The national currency. From 1960 to 1982 the guaraní remained pegged to the United States dollar at G126=US$1. Responding to the completion of construction of the Itaipú hydroelectric plant and lower commodity prices for soybeans and cotton, in July 1982 the Central Bank established a multitiered exchange rate system. The most favorable rate was reserved for the imports of certain state-owned enterprises and for external debt-service payments. Three other controlled rated were applied to imports of petroleum and petroleum derivatives; distribursements of loans to the public sector; and agricultural imports and most exports. Commercial banks set a fifth, free-market rate that governed most of the private sector’s nonoil imports. In early 1988, these five rated were G240=US$1, G320=US$1, G400=US$1, G550=US$1, and approcimately G900=US$1, respectively. The multitiered system constituted a massive subsidy to state-owned enterpreses.

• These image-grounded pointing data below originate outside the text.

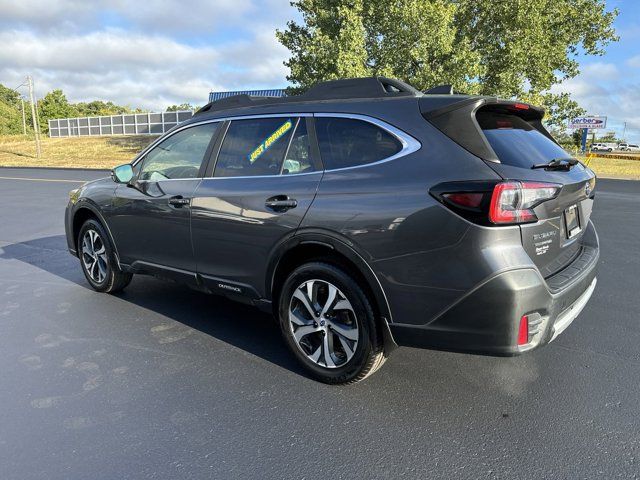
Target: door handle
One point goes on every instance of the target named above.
(179, 201)
(281, 203)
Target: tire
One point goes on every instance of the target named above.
(347, 331)
(98, 261)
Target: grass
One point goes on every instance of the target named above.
(108, 152)
(83, 152)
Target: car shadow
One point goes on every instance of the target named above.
(242, 326)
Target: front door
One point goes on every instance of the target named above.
(151, 218)
(264, 181)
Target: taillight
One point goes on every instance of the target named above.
(513, 202)
(495, 203)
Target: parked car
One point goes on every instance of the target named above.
(629, 147)
(364, 214)
(603, 147)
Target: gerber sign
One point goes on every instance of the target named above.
(588, 122)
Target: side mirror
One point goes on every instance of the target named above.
(122, 174)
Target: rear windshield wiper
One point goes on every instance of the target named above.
(557, 164)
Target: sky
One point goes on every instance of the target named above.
(154, 53)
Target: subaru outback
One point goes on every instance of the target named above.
(364, 214)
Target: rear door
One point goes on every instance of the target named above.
(264, 179)
(520, 144)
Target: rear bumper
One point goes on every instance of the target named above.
(486, 320)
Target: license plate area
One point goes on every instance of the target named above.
(572, 221)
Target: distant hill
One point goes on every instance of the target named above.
(53, 105)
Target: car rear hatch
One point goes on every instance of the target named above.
(510, 137)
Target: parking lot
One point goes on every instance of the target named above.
(164, 382)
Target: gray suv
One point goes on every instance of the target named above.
(364, 214)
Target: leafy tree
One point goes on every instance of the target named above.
(54, 105)
(100, 108)
(519, 48)
(182, 106)
(9, 96)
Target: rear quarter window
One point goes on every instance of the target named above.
(516, 142)
(347, 142)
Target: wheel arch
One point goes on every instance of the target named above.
(83, 212)
(309, 246)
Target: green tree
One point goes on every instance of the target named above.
(54, 105)
(100, 108)
(10, 111)
(516, 48)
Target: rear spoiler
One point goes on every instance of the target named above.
(456, 118)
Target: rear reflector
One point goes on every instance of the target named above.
(523, 331)
(513, 202)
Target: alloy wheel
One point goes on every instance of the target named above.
(94, 256)
(323, 323)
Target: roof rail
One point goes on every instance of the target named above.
(441, 90)
(368, 87)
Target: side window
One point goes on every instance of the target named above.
(347, 142)
(298, 156)
(254, 147)
(179, 156)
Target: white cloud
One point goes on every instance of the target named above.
(160, 53)
(606, 89)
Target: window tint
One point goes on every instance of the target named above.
(346, 142)
(180, 155)
(298, 157)
(254, 147)
(516, 142)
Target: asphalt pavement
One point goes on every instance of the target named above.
(164, 382)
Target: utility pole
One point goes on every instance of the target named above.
(36, 128)
(24, 118)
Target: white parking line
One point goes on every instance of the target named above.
(43, 179)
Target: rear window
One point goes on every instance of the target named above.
(347, 142)
(516, 142)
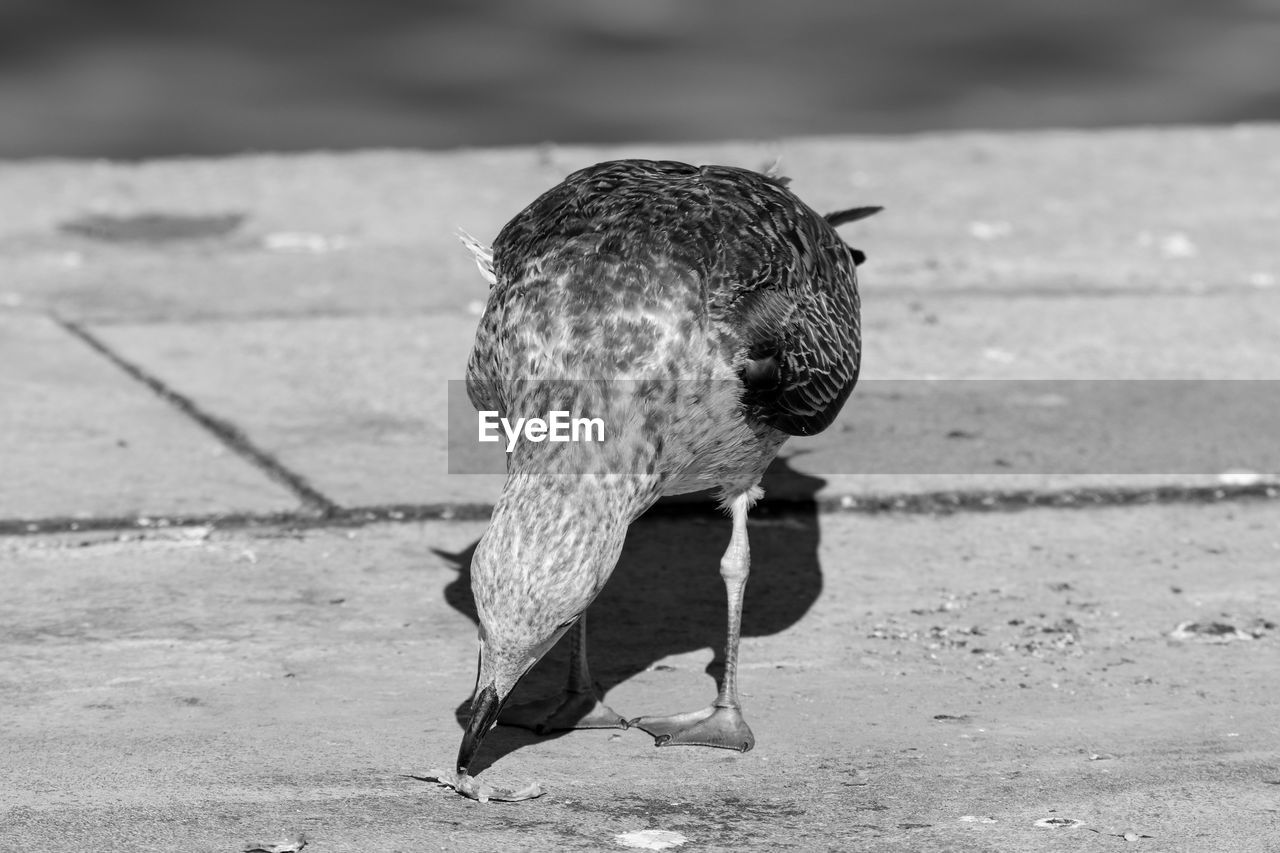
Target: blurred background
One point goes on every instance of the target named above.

Central Bank losses in controlled exchange rate transactions accounted for nearly half of public-sector deficit in 1986. In July 1988, the Central Bank eliminated the two most favorable exchange rates; set G400=US$1 as the rate for imports of state-owned enterprises; external debt-service payments, and petroleum imports; and established G550=$US1 as the rate for disbursements for loans to the public sector, agricultural imports, and most exports. In January 1989, the Central Bank further devalued the guaraní by setting the controlled rates at G600=US$1 and G750=US$1 and also required petroleum imports to be paid at the higher rate. In early 1989, the free-market rate exceeded G1,000=US$1.